Está saindo do forno um documentário sobre o Zé Rodrix para o qual dei uma entrevista contando alguns causos que participei e que Zé foi protagonista.

Como fizemos bastante coisa juntos, consegui lembrar de um ou dois fatos que podem ajudar a entender essa figura talentosa e fascinante.

Mas depois do filme pronto, me lembrei de uma história que ele contou envolvendo o sócio dele, o Tico.

Vale a pena relembrar porque é uma delícia.

Um dia entrou um cliente na produtora. Um sujeito absolutamente chato, recém-chegado de um MBA no exterior, com aquele jeitão de quem tinha encontrado Cristo e sabe da verdade absoluta.

A ignorância acrescida de um certo conhecimento de meia dúzia de receitas de bolo e dúzia e meia de frases feitas, boa parte em inglês.

Todo mundo já topou com um imbecil desses, que acha que é o próprio arauto de uma nova era da comunicação.

Se fosse hoje, estaria falando de inteligência artificial e de H2H, uma evolução do B2B e do C2C. E teria ajudado a eleger o Obama, como os oito milhões de brasileiros que fizeram parte da equipe dele trabalhando nas redes sociais.

Mas naquele tempo eram outras as certezas das razões pelas quais a propaganda nunca mais seria a mesma.

Em uma semana, o cara já era uma lenda na casa. Reprovava tudo com cara de desdém e dava aulas sobre neurolinguística e new marketing, pontificando sobre a percepção do consumidor nesta
nova era.
Fazia observações irrespondíveis sobre psicologia do target, objetivos estratégicos, distorções cognitivas e metalinguagem do nervo anal.

Normalmente quem é do ramo pula por cima desses deslumbramentos e se esquece de teorizar sobre o já entendido e se ferra quando pega pela frente um puto desses. Mas, pela surpresa, o rapaz deixou sem fala um monte de gente.

Um dia haveria a apresentação de um jingle da maior responsa e todo mundo ficou com medo de ter de jogar fora o material criado, além de ter de ouvir uma conferência.

Daí o Tico foi chamado para ver se conseguia segurar a fera. Um parênteses: o gênio da raça ainda não conhecia o Tico.

Tico pediu que quando a reunião fosse começar a secretária entrasse na sala e anunciasse: “Senhor Tico, ao telefone dr. Fulano de Tal, presidente da Nestlé”.

Tico pega o telefone, saúda o tal presidente com a maior indiferença, ouve por alguns instantes e grita: “o queeeeeeeeê? Não gostou do jingle?

Só porque você é presidente acha que vai se meter no meu trabalho?

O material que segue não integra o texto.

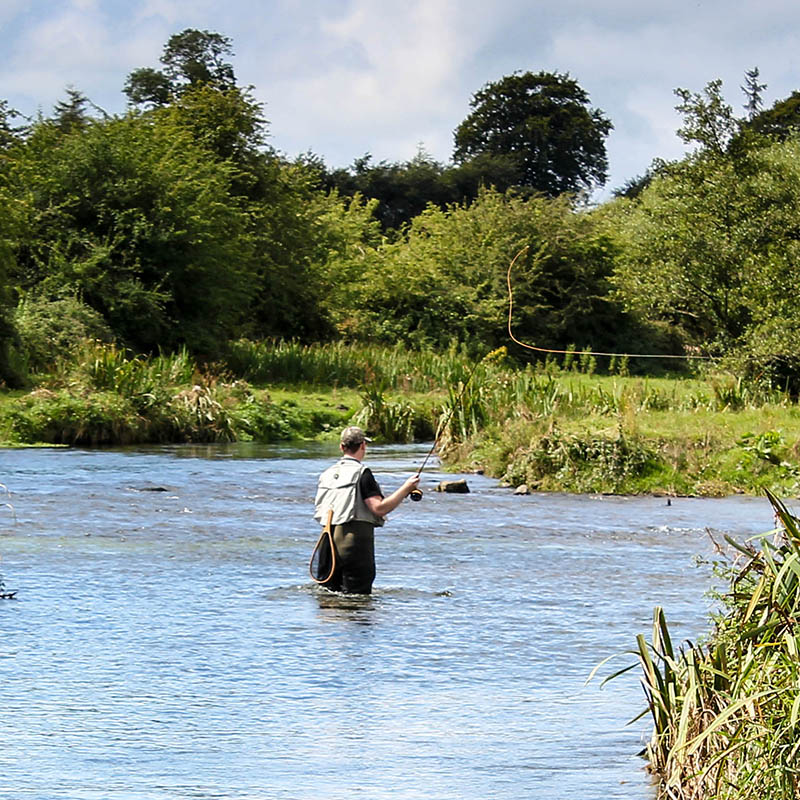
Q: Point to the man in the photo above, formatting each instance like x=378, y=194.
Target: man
x=351, y=491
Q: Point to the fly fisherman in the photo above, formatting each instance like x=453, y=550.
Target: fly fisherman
x=351, y=491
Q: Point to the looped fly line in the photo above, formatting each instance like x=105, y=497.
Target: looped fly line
x=575, y=352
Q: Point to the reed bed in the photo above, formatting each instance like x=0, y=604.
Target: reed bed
x=726, y=712
x=341, y=364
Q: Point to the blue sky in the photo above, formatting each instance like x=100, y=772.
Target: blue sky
x=346, y=77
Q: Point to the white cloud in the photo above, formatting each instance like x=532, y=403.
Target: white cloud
x=343, y=77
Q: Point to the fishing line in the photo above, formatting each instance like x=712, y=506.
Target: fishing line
x=416, y=494
x=576, y=352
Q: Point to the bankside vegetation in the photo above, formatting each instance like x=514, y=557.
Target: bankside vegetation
x=166, y=275
x=725, y=711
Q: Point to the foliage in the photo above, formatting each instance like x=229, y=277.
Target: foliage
x=389, y=420
x=447, y=279
x=588, y=462
x=543, y=123
x=725, y=712
x=132, y=216
x=53, y=331
x=402, y=191
x=191, y=58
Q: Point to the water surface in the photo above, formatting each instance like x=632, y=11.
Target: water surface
x=166, y=641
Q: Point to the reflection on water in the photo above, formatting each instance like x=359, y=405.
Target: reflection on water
x=169, y=644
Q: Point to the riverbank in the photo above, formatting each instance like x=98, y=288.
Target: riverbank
x=546, y=427
x=725, y=712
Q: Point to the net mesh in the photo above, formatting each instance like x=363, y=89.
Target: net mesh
x=323, y=557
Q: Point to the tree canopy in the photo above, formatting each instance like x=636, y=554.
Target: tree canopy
x=542, y=124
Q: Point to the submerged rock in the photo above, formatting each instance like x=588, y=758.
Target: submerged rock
x=453, y=487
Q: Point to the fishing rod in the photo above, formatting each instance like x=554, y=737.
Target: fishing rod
x=416, y=494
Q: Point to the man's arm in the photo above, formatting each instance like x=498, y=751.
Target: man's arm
x=383, y=505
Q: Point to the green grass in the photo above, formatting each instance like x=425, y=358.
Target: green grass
x=553, y=429
x=726, y=712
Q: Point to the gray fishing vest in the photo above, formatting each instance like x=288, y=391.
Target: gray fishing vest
x=338, y=490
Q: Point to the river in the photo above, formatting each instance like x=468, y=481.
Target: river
x=166, y=641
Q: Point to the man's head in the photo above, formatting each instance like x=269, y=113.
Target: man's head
x=352, y=439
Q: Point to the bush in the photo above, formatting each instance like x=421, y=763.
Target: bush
x=50, y=331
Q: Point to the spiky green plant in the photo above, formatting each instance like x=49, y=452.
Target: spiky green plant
x=726, y=713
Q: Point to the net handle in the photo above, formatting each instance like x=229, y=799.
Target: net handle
x=326, y=531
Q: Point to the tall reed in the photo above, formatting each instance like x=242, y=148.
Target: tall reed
x=726, y=713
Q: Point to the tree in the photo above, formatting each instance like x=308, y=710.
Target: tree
x=71, y=113
x=446, y=279
x=542, y=122
x=190, y=58
x=752, y=91
x=135, y=218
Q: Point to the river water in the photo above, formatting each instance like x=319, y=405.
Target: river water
x=166, y=641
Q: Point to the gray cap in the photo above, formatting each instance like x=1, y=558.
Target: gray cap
x=352, y=438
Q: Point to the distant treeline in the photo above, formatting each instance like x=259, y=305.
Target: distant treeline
x=176, y=225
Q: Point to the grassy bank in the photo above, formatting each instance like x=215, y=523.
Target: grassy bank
x=553, y=427
x=726, y=712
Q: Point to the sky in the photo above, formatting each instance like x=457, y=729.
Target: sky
x=342, y=78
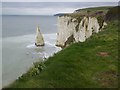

Você toca alguma merda além de punheta?

Não vou fazer mais porra nenhuma para você e para a tua empresinha. Enfia a Nestlé no cu! Calma o caralho! É o meu talento, viadinho! E não me encha mais o saco!” E desligou violentamente.

Após a gritaria para um telefone mudo, voltou-se para o cliente e perguntou candidamente: “E aí, o que você achou do nosso jingle?”

Não é preciso dizer que foi tudo aprovado. Se o doido tratava assim o presidente da Nestlé, imagina o que não faria com ele próprio?